映画「ドクトル・ジバゴ」(1965) 壮大なロシアを描いた作品。

帝政末期からロシア革命にかけて、一人の医師を主人公とする壮大な物語。

医者であり詩人でもあるジバゴ。不幸な境遇から医師になり、革命の混乱に巻き込まれ、波乱の人生を送ることになる。しかし、たとえどんな境遇でも、二人の女性を愛し、高潔な生き方を貫く。

体制が変わろうと、状況がどうなろうと、誇り高い生き方を選択する主人公。ただ、彼のような妥協のない生き方は、いつの時代でも難しい。

高潔な主人公との対比で、現実主義者のコマロフスキーと革命家のパーシャが描かれる。世の中がどうなろうと、俗物的な生き方をするコマロフスキー。欲しいものは手に入れようとするし、保身にためならなんでもする。ただ、良心のかけらは残っており、ジバゴに救いの手をさしのべたりもする。

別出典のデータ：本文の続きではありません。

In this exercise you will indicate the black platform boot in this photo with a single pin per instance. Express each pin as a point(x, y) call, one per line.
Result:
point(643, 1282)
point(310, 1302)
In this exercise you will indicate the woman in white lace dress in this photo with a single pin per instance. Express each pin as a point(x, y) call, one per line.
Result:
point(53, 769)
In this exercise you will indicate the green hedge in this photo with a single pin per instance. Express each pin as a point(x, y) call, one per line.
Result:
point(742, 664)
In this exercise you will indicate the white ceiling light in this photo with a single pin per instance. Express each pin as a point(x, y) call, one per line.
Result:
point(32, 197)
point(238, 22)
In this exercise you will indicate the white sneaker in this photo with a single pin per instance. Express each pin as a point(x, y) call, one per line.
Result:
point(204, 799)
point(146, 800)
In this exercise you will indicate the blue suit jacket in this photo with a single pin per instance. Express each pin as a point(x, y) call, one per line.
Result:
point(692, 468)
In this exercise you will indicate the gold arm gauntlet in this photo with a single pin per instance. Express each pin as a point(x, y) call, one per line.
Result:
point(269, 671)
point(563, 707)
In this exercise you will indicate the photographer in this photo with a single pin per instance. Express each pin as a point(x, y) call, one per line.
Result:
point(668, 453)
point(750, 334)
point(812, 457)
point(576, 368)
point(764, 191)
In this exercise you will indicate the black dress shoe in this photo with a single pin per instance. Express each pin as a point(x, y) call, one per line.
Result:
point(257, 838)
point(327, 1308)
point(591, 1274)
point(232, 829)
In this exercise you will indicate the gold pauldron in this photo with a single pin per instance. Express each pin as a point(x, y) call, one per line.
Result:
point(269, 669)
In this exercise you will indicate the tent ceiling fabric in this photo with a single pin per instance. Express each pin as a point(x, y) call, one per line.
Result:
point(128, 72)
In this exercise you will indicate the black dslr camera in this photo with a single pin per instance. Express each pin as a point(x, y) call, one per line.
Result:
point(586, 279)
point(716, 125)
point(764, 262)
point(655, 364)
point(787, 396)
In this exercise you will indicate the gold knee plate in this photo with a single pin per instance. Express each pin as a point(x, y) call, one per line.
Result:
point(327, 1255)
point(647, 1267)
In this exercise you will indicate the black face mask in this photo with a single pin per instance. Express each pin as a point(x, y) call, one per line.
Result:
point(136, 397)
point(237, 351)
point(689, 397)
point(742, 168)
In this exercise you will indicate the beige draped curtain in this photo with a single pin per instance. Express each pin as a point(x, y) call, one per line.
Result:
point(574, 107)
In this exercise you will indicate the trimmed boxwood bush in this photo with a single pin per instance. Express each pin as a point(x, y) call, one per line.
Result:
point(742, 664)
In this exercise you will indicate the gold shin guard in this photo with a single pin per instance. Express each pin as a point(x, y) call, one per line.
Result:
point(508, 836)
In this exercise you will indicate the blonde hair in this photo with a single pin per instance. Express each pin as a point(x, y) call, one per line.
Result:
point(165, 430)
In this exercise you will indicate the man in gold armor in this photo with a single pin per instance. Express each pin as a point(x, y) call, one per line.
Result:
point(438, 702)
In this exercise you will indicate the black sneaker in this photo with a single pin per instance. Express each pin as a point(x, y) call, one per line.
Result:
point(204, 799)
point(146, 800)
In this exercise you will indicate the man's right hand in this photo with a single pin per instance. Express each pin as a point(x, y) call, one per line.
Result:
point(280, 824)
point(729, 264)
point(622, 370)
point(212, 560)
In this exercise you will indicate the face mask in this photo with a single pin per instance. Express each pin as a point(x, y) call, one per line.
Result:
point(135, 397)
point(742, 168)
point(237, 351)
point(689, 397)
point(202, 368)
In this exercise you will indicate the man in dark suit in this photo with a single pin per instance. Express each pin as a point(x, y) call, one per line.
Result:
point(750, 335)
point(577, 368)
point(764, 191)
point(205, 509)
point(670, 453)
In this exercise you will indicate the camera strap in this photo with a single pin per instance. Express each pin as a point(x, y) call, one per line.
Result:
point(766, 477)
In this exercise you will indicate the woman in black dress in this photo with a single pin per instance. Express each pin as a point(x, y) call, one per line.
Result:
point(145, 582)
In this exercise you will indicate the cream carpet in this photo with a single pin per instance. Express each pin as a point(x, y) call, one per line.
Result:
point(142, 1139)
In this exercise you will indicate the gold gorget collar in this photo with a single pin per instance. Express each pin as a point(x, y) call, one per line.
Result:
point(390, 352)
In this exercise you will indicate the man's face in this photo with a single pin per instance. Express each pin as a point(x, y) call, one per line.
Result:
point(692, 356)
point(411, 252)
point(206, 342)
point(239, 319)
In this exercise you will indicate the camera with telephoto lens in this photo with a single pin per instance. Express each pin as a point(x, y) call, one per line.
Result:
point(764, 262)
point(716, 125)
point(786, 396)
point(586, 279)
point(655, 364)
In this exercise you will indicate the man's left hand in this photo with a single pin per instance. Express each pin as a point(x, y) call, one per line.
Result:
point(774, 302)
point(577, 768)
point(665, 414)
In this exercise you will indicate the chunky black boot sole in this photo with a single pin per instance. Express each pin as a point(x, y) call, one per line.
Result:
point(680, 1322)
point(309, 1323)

一方、あまりにも思想に傾倒し人間性を失っていくパーシャ。革命家としての芯はとおっているが、情を感じさせない人物となっていく。

決して、主人公を通じて愛情であるとか人間の素晴らしさを表現しただけの作品ではない。よいことも悪いことも、喜びも悲しみも、すべて包み込んでしまうロシアの大きさ。

愛人がよそにいようが、汚いことをする人間がそばにいようが、理不尽なルールに打ち負かされようが、それらをすべて包み込んでしまう壮大なロシア。よいことも悪いことも、喜びも悲しみも、これがロシアだという描き方をした映画。